We were past our best by the time we arrived, via a low bridge, at the main road, where there were parked cars, a couple of drink stalls and Sunday trippers strolling past on their way to the Gorges. This was the nearest thing to a village in the whole valley, which, until the road went in, was known as the End of the World.
At a makeshift kiosk we sat down for a cold Orangina, while the kind owner sprinkled water from a hose on our umbrella and on the hot tar around our feet. We must have looked very poorly.
The last push to the church, although only three kilometres, was relentlessly uphill and exposed to the shrivelling sun.
As we trudged along we saw Nigel coming back towards us, convinced that he was on the wrong road. He was looking for the gîte d’étape but had been confused by a sign to a gîte rural, quite a different thing.
The church was worth the wait. It was old even by French standards, eleventh-century, plain and grim but oddly skewed, with a garden of disc-shaped Basque gravestones (stèles) beside it. Across the road was another beautiful sight – a large whitewashed hotel.
This comprised gîte, bar, and restaurant as well, but unfortunately it was closed until 6 pm.

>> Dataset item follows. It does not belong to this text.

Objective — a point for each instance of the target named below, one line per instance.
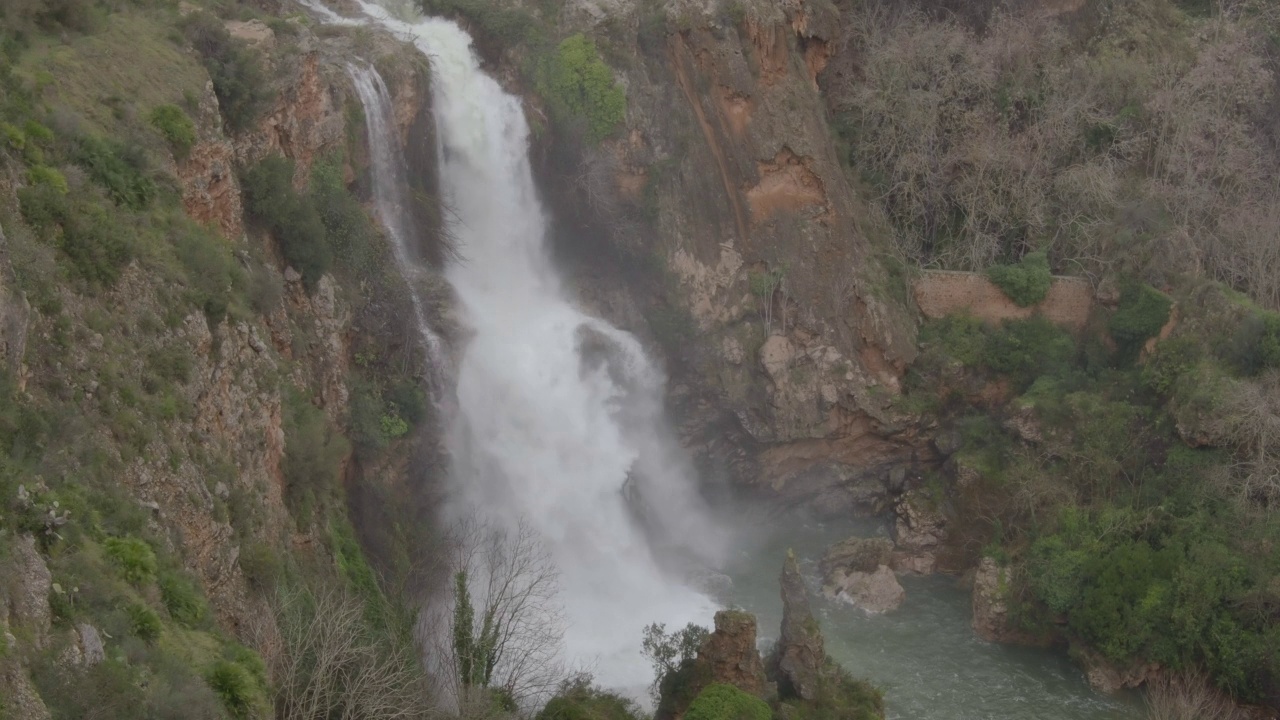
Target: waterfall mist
(558, 415)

There was quite a gathering of exhausted walkers propped against the church wall in the shade. Meanwhile I wandered around to the door of the attached gîte and found it open. Inside it was cool and dark.

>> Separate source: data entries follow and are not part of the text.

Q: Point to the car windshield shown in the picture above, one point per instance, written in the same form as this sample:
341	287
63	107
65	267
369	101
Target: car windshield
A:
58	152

We all went in and had showers, except David, who was waiting for a room at the hotel. At 6 o’clock he came back looking cross to report that the bar was open but the hotel was booked out, a story that he did not believe.

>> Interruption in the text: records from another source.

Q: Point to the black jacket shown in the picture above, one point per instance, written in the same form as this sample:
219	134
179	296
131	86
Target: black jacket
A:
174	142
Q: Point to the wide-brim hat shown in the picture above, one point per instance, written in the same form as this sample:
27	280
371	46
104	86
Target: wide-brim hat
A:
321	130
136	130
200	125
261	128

We rushed round in a body to the cool, wood-panelled bar. Keith had a pastis and I had coffee (the first of the day) with a cold wine chaser.
Our stout, talkative hostess said that the whole valley had been attending the christening of the first of the new generation. Her generation was finished, she declared cheerfully.
Then she asked us all to go out to the terrace as she had to close for five minutes to attend to the chickens.
Dinner was served in the upstairs dining room at eight. We four English-speakers sat together and were joined by a Swiss couple who were walking the opposite way.
He resembled a praying mantis in physique, with long unkempt white hair matched by a white silk shirt, badly crumpled.
He spoke English and referred disparagingly to our T-shirts as “American clothes”. She was more of a potato sack and was at a disadvantage as she spoke only German. Most of the other tables were speaking French.
The meal was remarkably elegant, considering where we were. A herby tomato salad and slices of rockmelon preceded a plate of sliced pork and a vast, plump omelette, also full of herbs. We followed that with a cheese board, including Basque cheese, then apple cake, icecreams on sticks and coffee. The wine flowed and the conversation was lively.
We pitched our tent behind the gîte, and slept well, glad to be out in the fresh air, as the dormitory stayed stuffy all night.